La Belgique, 29 août 2001, Pierre Maury


PIERRETTE FLEUTIAUX : INVERSION DES RÔLES

Sept ans. Ou plutôt, deux fois sept ans : sept ans pour accompagner la sortie de la vie de ma mère. Et ce sont deux périodes d’une folle exigence, d’une douloureuse patience, dont la seconde fait l’objet du nouveau livre de Pierrette Fleutiaux, « Des phrases courtes, ma chérie ». Un récit vrai, simple et d’autant plus poignant, d’où la romancière n’est pas exclu d’une certaine pudeur, comme on le comprend dans les pages intitulées :  « mon amie m’a dit… »

Son amie Aurore lui avait dit, s’agissant de ces pages qui n’étaient pas encore destinées à devenir un livre :  « Il faut que tu mettes les noms… »  Pour toucher les gens, pour que le livre ait du succès. Pour une fois, peut-être qu’ Aurore n’a rien compris. Donc, pas de noms. La vérité pourtant.

Le père est mort, la mère a vieilli, bien d’abord, moins bien ensuite. C’est le cours des choses, que les enfants se refusent à voir en face, jusqu’au moment où se présente un mur d’incompréhension, quelle que soit la bonne volonté : « nous voulions des solutions, ma mère voulait la discussion, c’est-à-dire être avec nous. Pour nous, il s’agissait d’un problème, pour elle il s’agissait d’en parler. »

Et quelle solution au problème, sinon le meilleur endroit pour finir de vieillir ? C’est-à-dire mourir – un mot qu’on ne prononcera pas avant qu’il soit trop tard. Donc, une maison de retraite qui ne ressemble pas trop à un cul-de-sac de l’existence, où la mère peut encore être elle-même, dans une certaine mesure. Dans une certaine mesure seulement, et de plus en plus étroite la mesure, au fil de forces déclinant. Alors, la mère devient l’enfant de sa fille (de son fils aussi, dans un rapport différent puisqu’il est médecin et que son rôle est de rassurer scientifiquement.)

L’inversion des rôles pourrait se faire sans s’en rendre compte. Pas ici : parfois, la narratrice qui se confond avec l’auteur a le sentiment d’être un véritable bourreau pour sa mère. À quoi bon en effet la secouer pour bouger, pour aller acheter une nouvelle robe ou s’agit-il seulement de susciter un mot synonyme de vie  « normale» ? Et puis, pourquoi une robe alors que pas un instant la fille n’a pensé aux sous-vêtements ? Pourquoi encore un bijou en cadeau alors que jamais la mère n’a voulu de cadeau inutile ?

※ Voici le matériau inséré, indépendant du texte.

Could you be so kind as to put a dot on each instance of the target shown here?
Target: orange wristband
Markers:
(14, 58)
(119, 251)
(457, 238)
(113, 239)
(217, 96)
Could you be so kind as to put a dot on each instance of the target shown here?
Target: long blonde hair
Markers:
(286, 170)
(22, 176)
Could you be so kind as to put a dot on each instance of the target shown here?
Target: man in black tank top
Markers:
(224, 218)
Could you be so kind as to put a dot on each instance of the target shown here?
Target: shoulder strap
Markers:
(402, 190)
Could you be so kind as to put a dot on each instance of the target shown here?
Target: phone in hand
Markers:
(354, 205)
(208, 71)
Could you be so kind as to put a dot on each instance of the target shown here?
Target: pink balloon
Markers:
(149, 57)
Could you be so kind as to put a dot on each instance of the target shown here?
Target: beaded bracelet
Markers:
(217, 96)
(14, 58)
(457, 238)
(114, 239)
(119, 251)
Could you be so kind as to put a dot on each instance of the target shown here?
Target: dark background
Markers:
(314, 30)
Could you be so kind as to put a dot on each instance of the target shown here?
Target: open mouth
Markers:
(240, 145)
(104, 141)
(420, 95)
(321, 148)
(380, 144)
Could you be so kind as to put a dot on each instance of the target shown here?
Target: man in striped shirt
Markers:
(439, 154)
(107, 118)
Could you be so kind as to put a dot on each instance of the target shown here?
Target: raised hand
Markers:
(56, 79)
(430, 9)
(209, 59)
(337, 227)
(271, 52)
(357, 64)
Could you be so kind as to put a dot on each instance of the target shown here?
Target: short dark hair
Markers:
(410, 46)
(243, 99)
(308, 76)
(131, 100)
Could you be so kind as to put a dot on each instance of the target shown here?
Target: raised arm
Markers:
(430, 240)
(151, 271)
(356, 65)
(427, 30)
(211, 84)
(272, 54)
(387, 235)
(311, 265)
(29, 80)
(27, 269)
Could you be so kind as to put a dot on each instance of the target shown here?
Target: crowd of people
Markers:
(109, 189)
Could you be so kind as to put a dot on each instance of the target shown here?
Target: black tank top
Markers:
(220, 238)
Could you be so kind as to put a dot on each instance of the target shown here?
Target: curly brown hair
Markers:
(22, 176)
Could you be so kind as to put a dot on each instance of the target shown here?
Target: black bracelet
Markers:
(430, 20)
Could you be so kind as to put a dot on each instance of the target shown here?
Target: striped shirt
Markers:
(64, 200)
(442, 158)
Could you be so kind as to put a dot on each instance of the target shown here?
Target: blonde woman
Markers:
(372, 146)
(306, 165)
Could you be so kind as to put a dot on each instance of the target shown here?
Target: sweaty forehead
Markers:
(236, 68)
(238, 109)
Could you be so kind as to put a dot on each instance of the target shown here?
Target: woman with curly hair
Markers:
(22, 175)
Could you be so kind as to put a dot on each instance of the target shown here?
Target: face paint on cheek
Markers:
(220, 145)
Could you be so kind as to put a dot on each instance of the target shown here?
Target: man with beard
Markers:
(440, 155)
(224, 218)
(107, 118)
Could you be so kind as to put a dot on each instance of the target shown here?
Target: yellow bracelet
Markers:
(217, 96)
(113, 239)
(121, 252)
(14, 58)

Il y a une barrière, légère et transparente, certes, puisque construite en cellophane, entre la mère et le monde. Une barrière susceptible d’étouffer toute vie, quand même, et ce n’est pas rien. De voir se resserer autour de la mère un contexte étouffant donne envie à la fille de bouger à tout prix, histoire de créer un appel d’air. Chaque détail compte : le coiffeur, le regard d’un enfant, une conversation avec la vendeuse. Moments de soulagements pendant lesquels il est si bon de croire que tout est resté immuable.

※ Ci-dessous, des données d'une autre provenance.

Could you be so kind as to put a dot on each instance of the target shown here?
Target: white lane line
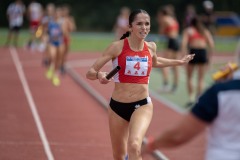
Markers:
(32, 105)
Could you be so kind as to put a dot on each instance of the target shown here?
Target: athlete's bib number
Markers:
(136, 66)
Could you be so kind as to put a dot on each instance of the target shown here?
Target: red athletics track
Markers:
(74, 124)
(163, 115)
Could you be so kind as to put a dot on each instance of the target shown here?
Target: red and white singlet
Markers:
(135, 66)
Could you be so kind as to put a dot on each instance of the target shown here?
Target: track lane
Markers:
(75, 125)
(163, 117)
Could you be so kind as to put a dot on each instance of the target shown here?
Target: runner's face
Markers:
(141, 25)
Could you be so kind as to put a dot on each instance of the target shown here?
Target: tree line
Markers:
(95, 15)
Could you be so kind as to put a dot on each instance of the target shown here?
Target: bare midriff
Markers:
(130, 92)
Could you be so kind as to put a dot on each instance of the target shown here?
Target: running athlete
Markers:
(199, 41)
(55, 47)
(35, 14)
(121, 25)
(15, 13)
(68, 25)
(218, 110)
(131, 108)
(49, 16)
(168, 26)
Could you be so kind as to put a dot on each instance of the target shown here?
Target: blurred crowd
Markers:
(50, 30)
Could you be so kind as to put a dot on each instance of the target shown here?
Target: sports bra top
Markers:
(135, 65)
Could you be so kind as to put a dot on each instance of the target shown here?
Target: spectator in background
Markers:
(168, 25)
(218, 109)
(208, 16)
(15, 13)
(190, 13)
(121, 25)
(196, 39)
(35, 15)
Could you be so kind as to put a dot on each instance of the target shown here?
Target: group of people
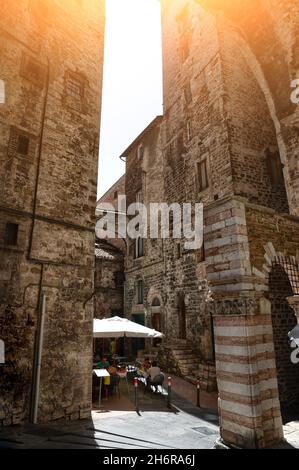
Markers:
(152, 373)
(111, 367)
(149, 371)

Pourtant, les doutes reviennent sans cesse. Et la vieillesse de la mère renvoie à la fille, comme dans un miroir, son âge qui n’est plus celui d’une jeune fille – sauf précisemment, dans les yeux de la mère

Témoignage sensible, bien sûr, Des phrases courtes, ma chérie est en même temps tout autre chose. L’œuvre d’un écrivain pour qui tout est matière à faire des phrases. Et qui revient sur ces débuts, sous l’oeil de la mère. Dans la famille, les femmes ont le don du mot et de la phrase, dit-elle. Dans les rédactions, il fallait faire des phrases courtes et avoir une belle écriture. Plus tard, les premiers livres seront reçus avec désespoir. Écrire, certes, mais l’imagination au service d’un certain exhibitionnisme, voilà qui est dangereux. Malgré tout, un billet, un chèque, à chaque fois, comme une bonne écolière, en guise d’encouragement…

Alors, l’écriture continue, cette fois comme un hommage à un lien indissoluble, qui perdure au delà de la mort. Cette mort dont la fille ne voulait pas entendre parler tandis que la mère, elle, avait le soucis de régler ses affaires terrestres avant d’en finir une fois pour toute avec elles.

La mère de Pierrette Fleutiaux deviendra celle de tous les lecteurs du récit qu’elle vient de publier. Dans la même douleur, avec la même compassion.

Pierre Maury, La Belgique (29 août 2001).